While the cases provide no implication that Ofgem has found evidence of non-compliance amongst those suppliers in particular, it will report in due course over the findings of its investigations.
Most compliance cases do not lead to any financial penalties and mainly comprise monitoring, analysis and engagement with suppliers to address particular areas of concern until they are resolved. However Ofgem has kept the door open for enforcement cases if any serious breaches are identified.
As well as launching compliance cases against those three firms, Ofgem has also required that all other domestic suppliers included in the survey – namely British Gas, Npower, Utility Warehouse, SSE, EDF, E.On and Co-operative Energy – provide improvement plans on how they to deal with complaints.
The compliance cases have been opened over suspected handling of customer complaints after Ofgem conducted its bi-yearly complaints handling survey.
It surveyed more than 3,000 complaints and found that just under a third (32%) of domestic customers were satisfied with how their complaint had been dealt with.

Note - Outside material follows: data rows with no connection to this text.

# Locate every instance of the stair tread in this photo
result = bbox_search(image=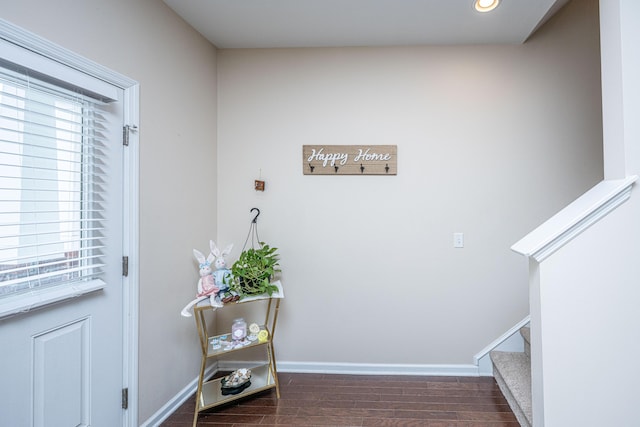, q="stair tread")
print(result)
[490,351,532,425]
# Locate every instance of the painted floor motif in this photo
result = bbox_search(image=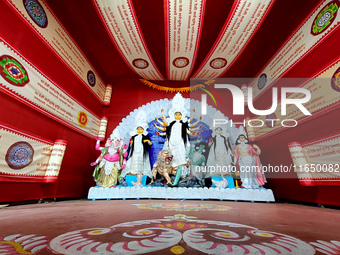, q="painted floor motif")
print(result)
[132,203,230,212]
[0,214,340,255]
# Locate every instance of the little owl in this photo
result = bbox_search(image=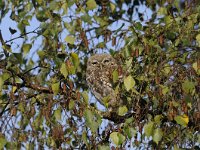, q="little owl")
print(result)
[86,54,120,110]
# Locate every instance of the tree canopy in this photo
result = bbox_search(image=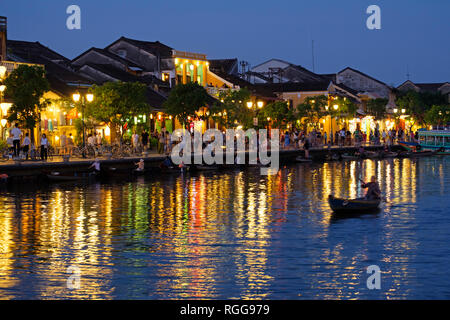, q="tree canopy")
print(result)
[262,101,294,128]
[211,88,254,128]
[396,90,448,125]
[424,105,450,126]
[366,98,388,120]
[296,95,328,129]
[164,82,209,123]
[4,65,50,136]
[85,82,151,138]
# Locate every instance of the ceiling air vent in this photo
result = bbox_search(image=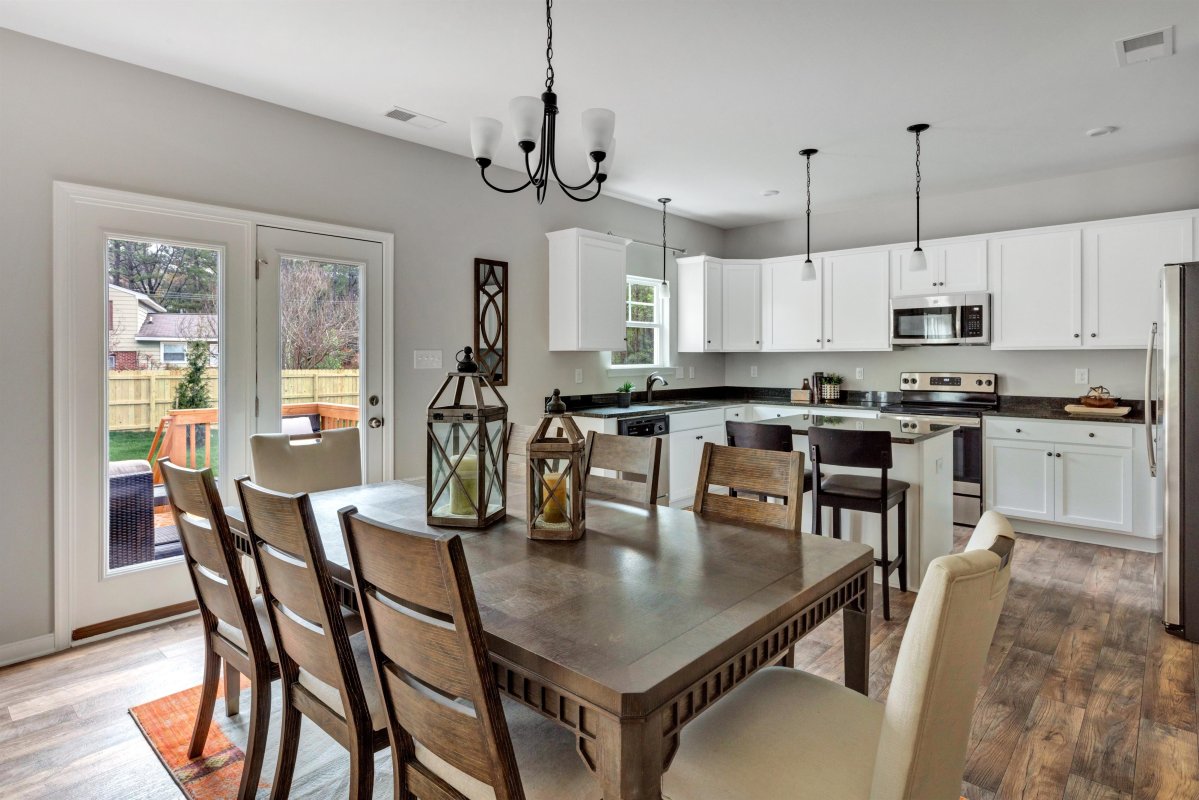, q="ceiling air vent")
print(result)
[1116,25,1174,67]
[384,106,446,130]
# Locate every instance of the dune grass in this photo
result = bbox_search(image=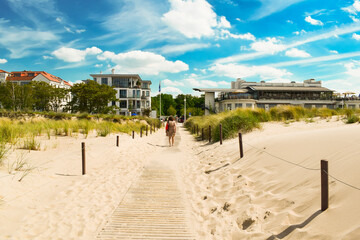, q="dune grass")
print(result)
[185,105,360,142]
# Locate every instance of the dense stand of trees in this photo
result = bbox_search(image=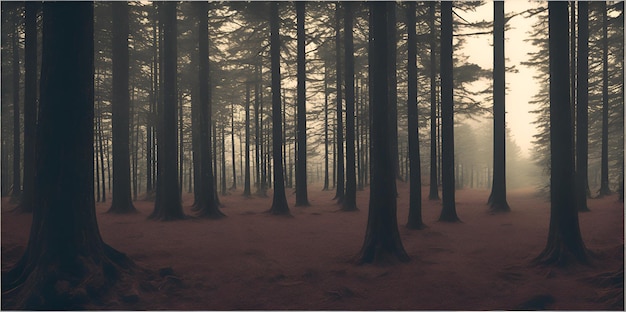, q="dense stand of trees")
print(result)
[1,1,624,309]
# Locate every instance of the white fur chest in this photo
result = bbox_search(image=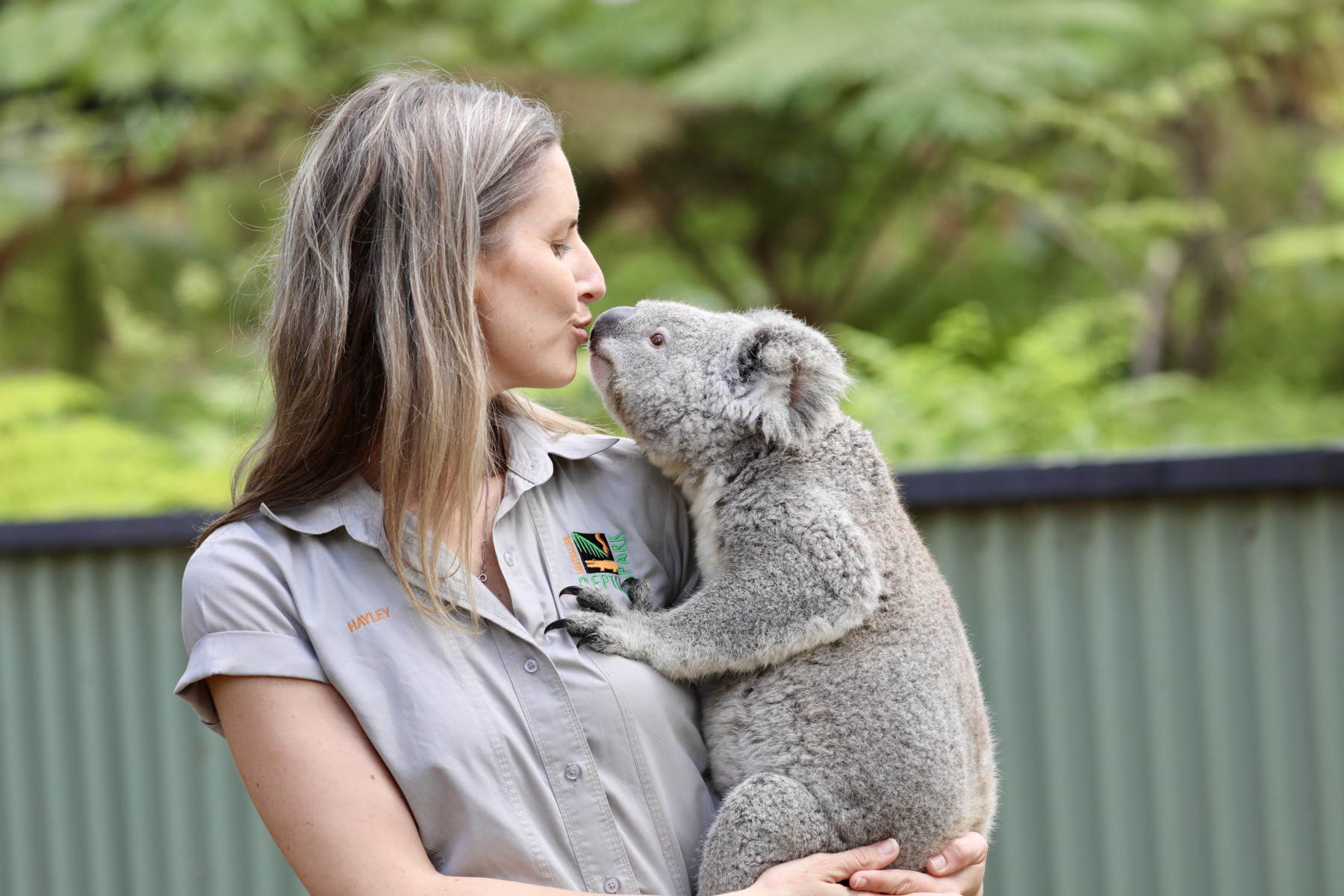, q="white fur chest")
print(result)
[677,469,726,579]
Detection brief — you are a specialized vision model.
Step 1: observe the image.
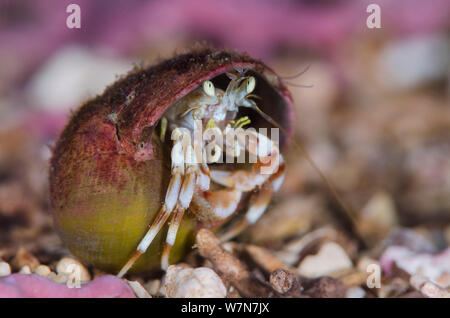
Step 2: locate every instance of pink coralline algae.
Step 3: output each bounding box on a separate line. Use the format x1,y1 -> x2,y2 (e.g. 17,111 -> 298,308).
0,274 -> 136,298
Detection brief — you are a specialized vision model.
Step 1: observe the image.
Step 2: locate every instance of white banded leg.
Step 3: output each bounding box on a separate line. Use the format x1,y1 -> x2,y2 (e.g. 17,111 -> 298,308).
117,130 -> 185,277
211,126 -> 285,241
161,145 -> 198,270
220,159 -> 285,242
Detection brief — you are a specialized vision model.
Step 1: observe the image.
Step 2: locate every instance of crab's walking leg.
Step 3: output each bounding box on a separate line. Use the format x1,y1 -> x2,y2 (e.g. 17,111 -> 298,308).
117,130 -> 184,277
211,132 -> 286,241
220,163 -> 285,242
161,145 -> 197,270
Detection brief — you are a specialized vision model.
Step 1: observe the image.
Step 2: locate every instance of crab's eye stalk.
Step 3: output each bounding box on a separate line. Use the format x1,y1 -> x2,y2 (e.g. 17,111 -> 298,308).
247,76 -> 256,94
203,81 -> 216,97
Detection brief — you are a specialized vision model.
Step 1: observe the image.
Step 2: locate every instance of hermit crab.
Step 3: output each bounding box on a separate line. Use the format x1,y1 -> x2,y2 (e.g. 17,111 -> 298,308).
50,48 -> 294,276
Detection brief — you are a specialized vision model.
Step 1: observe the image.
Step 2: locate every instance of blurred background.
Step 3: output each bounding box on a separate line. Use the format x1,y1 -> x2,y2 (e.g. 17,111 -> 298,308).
0,0 -> 450,276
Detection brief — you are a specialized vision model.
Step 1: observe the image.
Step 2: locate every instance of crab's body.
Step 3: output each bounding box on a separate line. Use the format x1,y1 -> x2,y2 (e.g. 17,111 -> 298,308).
118,73 -> 284,276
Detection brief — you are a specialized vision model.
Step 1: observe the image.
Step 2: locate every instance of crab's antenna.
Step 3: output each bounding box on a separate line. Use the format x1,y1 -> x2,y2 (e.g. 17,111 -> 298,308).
283,81 -> 314,88
250,104 -> 366,247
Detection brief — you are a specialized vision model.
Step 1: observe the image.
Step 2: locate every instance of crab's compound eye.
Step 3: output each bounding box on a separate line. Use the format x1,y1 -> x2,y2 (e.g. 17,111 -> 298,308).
203,81 -> 216,96
247,76 -> 256,94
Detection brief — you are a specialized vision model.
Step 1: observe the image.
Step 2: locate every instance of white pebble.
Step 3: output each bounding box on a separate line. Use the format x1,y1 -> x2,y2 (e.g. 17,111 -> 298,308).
19,265 -> 31,274
34,265 -> 52,277
56,257 -> 91,282
164,265 -> 227,298
298,242 -> 353,278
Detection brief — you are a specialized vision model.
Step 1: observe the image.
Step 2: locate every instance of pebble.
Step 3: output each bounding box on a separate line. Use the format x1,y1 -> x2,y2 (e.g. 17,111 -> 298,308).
357,192 -> 398,244
297,242 -> 353,278
19,265 -> 31,274
56,257 -> 91,282
345,286 -> 366,298
127,280 -> 152,298
11,247 -> 40,271
164,265 -> 227,298
33,265 -> 52,277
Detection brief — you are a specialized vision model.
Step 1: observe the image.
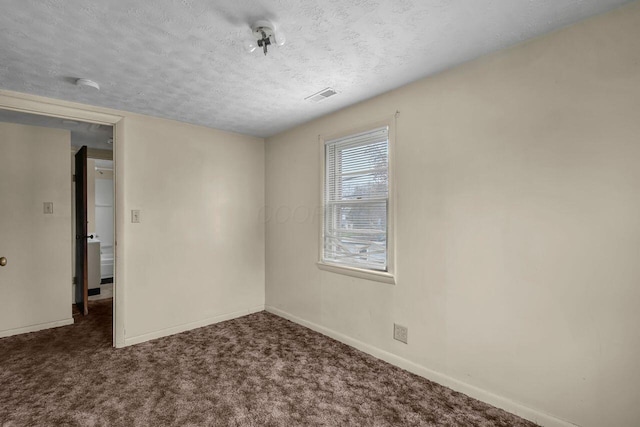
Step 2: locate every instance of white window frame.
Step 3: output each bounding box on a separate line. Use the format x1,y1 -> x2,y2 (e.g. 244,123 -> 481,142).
317,116 -> 396,284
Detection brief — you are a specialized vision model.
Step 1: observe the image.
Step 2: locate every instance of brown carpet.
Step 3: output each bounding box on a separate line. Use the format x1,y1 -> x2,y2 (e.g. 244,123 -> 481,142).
0,300 -> 533,427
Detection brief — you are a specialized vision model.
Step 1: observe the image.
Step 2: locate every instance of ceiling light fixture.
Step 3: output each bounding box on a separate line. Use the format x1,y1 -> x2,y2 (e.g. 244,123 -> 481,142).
76,79 -> 100,90
245,20 -> 287,56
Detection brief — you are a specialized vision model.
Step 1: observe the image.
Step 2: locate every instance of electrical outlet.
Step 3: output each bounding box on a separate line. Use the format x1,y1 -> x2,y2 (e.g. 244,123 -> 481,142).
393,323 -> 409,344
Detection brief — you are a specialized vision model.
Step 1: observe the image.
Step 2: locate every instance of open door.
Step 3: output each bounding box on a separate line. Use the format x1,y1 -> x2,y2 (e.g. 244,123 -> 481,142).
75,145 -> 89,315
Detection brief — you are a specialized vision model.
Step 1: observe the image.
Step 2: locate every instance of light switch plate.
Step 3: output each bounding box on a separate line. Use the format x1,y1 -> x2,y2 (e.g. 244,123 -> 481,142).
393,323 -> 409,344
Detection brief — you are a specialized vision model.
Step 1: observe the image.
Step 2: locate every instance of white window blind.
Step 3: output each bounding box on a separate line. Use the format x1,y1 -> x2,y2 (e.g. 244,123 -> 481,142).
322,126 -> 389,271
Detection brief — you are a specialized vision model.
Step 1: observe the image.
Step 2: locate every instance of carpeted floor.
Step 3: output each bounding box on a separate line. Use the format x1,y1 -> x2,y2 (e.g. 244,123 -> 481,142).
0,300 -> 533,427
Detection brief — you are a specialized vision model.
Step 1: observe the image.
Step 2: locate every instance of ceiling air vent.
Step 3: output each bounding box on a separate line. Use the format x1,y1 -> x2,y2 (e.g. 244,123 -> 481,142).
305,87 -> 338,102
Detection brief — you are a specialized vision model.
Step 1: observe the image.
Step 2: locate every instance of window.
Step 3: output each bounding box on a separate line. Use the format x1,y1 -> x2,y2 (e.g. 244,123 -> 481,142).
321,126 -> 390,274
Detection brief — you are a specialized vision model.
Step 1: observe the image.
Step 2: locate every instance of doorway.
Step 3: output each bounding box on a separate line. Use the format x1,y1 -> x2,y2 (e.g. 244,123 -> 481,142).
0,104 -> 123,346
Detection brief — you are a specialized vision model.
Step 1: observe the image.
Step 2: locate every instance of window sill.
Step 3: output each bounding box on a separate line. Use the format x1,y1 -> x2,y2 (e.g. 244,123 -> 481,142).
317,262 -> 396,285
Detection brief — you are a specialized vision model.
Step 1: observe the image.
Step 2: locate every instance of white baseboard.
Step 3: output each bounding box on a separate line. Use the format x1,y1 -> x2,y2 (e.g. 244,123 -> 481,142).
265,305 -> 577,427
124,305 -> 264,347
0,317 -> 73,338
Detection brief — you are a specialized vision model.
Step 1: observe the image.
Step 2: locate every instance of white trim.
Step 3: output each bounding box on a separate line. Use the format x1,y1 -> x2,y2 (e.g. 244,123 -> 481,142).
317,111 -> 400,284
0,317 -> 73,338
124,305 -> 264,346
0,90 -> 125,347
317,261 -> 396,285
265,305 -> 577,427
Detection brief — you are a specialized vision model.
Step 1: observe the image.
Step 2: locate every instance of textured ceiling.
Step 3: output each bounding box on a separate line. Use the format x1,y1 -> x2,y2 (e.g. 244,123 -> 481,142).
0,0 -> 625,136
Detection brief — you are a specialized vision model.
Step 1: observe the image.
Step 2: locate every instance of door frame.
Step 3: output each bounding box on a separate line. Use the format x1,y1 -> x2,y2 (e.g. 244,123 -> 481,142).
0,90 -> 125,347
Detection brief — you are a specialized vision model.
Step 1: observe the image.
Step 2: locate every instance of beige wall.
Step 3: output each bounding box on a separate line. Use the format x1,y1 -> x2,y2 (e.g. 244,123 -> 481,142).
0,91 -> 265,346
115,115 -> 264,344
266,2 -> 640,427
0,123 -> 73,337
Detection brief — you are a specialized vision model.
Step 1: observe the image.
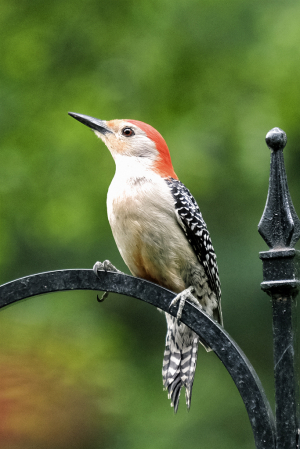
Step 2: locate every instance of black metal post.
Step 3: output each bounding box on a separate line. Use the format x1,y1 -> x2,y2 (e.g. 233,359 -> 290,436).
258,128 -> 300,449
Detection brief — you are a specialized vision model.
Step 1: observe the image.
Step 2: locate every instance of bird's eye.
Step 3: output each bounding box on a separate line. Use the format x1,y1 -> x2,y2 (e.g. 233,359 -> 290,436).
122,128 -> 134,137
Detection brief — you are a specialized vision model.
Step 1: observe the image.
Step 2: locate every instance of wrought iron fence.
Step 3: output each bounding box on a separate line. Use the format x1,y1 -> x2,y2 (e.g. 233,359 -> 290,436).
0,128 -> 300,449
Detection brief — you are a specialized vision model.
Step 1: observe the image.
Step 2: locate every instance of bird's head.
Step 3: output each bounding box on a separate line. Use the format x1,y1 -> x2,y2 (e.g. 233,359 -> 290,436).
69,112 -> 177,179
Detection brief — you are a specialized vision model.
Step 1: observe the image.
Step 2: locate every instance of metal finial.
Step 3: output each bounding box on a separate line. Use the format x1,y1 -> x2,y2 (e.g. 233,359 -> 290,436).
266,128 -> 287,151
258,128 -> 300,249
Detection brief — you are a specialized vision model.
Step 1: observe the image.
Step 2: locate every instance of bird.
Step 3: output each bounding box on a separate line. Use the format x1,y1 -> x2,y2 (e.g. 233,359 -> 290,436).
69,112 -> 223,413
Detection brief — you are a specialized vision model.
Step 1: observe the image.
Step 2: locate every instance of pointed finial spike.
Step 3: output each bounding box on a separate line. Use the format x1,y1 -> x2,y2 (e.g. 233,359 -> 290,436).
266,128 -> 287,151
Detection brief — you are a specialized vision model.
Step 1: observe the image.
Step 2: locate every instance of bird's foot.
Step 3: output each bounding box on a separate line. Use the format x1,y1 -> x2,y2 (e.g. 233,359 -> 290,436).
93,260 -> 122,302
169,286 -> 202,324
93,260 -> 122,276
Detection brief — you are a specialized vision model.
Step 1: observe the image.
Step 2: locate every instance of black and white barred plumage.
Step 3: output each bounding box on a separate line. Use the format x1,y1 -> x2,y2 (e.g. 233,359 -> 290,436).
163,178 -> 223,413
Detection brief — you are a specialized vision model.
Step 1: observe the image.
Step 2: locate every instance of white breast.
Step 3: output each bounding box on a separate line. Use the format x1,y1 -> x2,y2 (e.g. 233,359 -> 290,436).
107,157 -> 198,291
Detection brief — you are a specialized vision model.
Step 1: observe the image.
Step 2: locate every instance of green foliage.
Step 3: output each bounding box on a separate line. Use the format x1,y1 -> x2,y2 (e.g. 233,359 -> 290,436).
0,0 -> 300,449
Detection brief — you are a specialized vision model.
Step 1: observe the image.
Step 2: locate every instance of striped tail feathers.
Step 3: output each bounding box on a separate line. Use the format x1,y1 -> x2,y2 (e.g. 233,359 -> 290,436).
162,329 -> 199,413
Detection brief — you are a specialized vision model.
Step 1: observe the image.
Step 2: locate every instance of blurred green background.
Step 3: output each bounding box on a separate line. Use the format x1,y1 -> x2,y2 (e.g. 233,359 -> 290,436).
0,0 -> 300,449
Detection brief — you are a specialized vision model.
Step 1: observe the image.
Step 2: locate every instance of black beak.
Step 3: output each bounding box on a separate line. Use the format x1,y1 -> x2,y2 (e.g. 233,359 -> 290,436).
68,112 -> 113,134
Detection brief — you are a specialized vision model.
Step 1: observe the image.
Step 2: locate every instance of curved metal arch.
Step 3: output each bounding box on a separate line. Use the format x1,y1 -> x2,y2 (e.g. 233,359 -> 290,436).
0,269 -> 275,449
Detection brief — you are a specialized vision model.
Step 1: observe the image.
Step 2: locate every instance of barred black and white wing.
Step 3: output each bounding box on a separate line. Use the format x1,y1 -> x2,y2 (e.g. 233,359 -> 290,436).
166,178 -> 222,324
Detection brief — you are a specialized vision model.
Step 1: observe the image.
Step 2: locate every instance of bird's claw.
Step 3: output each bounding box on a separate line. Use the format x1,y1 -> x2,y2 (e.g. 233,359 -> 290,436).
93,260 -> 121,276
169,286 -> 201,324
93,260 -> 122,302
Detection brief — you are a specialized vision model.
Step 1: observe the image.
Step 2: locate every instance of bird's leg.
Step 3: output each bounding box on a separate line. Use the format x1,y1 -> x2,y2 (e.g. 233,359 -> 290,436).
93,260 -> 124,302
169,286 -> 202,322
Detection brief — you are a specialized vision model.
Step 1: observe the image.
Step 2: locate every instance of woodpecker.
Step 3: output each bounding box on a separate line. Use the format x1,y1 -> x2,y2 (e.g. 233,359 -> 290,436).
69,112 -> 223,413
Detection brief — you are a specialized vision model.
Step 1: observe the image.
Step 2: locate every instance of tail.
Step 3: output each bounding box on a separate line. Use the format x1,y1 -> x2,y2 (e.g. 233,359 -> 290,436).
162,324 -> 199,413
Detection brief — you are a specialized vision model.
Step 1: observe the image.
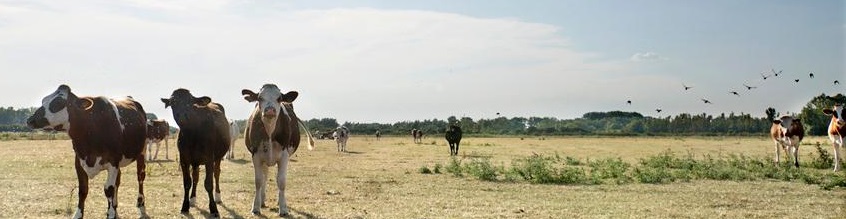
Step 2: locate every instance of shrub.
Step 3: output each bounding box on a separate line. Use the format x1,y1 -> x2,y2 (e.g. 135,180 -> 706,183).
417,165 -> 432,174
465,158 -> 502,181
446,157 -> 464,177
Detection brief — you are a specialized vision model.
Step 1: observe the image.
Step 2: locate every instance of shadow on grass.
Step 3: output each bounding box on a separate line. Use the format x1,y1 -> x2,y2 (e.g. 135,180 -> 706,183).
227,159 -> 250,164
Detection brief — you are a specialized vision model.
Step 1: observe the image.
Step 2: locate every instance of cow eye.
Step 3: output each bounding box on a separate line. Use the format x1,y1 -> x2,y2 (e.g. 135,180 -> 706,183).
48,98 -> 67,113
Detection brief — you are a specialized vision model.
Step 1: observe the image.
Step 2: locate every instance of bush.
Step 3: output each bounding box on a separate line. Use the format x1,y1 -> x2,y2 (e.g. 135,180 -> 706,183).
464,158 -> 502,181
417,165 -> 432,174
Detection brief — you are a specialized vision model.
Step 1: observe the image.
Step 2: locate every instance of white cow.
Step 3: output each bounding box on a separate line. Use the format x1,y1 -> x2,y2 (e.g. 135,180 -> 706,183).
241,84 -> 314,217
332,126 -> 350,152
226,120 -> 241,160
823,104 -> 846,171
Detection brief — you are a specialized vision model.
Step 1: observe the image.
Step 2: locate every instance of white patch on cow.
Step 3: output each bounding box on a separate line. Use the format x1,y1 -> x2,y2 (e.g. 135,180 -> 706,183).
79,157 -> 106,179
109,99 -> 126,132
41,90 -> 70,130
103,164 -> 120,218
73,207 -> 82,219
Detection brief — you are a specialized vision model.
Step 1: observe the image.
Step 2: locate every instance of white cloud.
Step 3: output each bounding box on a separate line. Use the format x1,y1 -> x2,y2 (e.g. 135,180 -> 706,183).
0,1 -> 644,121
629,52 -> 667,62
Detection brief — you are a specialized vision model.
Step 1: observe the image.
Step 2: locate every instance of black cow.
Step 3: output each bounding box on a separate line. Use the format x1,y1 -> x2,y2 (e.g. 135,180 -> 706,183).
446,125 -> 461,156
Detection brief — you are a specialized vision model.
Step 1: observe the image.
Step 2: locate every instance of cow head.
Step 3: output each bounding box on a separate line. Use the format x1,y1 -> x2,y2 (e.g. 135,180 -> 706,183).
823,104 -> 846,127
162,88 -> 211,127
26,84 -> 89,131
773,116 -> 801,135
241,84 -> 299,137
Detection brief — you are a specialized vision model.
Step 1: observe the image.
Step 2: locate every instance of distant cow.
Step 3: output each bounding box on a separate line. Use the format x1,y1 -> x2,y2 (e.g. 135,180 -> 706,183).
823,104 -> 846,171
162,88 -> 232,218
445,125 -> 461,156
26,85 -> 147,218
147,119 -> 170,160
226,121 -> 241,160
770,116 -> 805,167
332,126 -> 350,152
241,84 -> 314,216
411,129 -> 423,144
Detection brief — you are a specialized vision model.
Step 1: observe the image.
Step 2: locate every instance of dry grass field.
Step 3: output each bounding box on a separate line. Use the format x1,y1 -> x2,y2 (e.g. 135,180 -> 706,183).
0,136 -> 846,218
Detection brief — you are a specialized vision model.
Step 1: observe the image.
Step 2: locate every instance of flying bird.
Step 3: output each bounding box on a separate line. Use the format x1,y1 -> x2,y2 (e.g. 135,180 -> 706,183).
771,69 -> 782,77
743,84 -> 758,90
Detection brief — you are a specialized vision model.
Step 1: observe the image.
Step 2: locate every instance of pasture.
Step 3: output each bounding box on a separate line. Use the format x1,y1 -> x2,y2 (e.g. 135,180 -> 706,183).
0,136 -> 846,218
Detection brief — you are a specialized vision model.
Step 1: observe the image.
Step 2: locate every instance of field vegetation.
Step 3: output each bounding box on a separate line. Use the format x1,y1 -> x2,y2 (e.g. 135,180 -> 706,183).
0,136 -> 846,218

Whilst this was up five percentage points on the last satisfaction survey in 2016, the proportion of customers left dissatisfied with how their energy supplier has dealt with their complaints – at 57% – remains higher than those who are satisfied.
Dermot Nolan, chief executive at Ofgem, said the level of satisfaction was “unacceptably low”.
“Some suppliers need to be doing considerably more to get the basics right and provide a service their customers deserve.
“We will be monitoring the level of all suppliers’ customer service performance particularly closely after announcing proposals to introduce a price cap to protect those on poor value default deals from being overcharged.
“We are ready to – and will – act against those who fail their customers,” he said.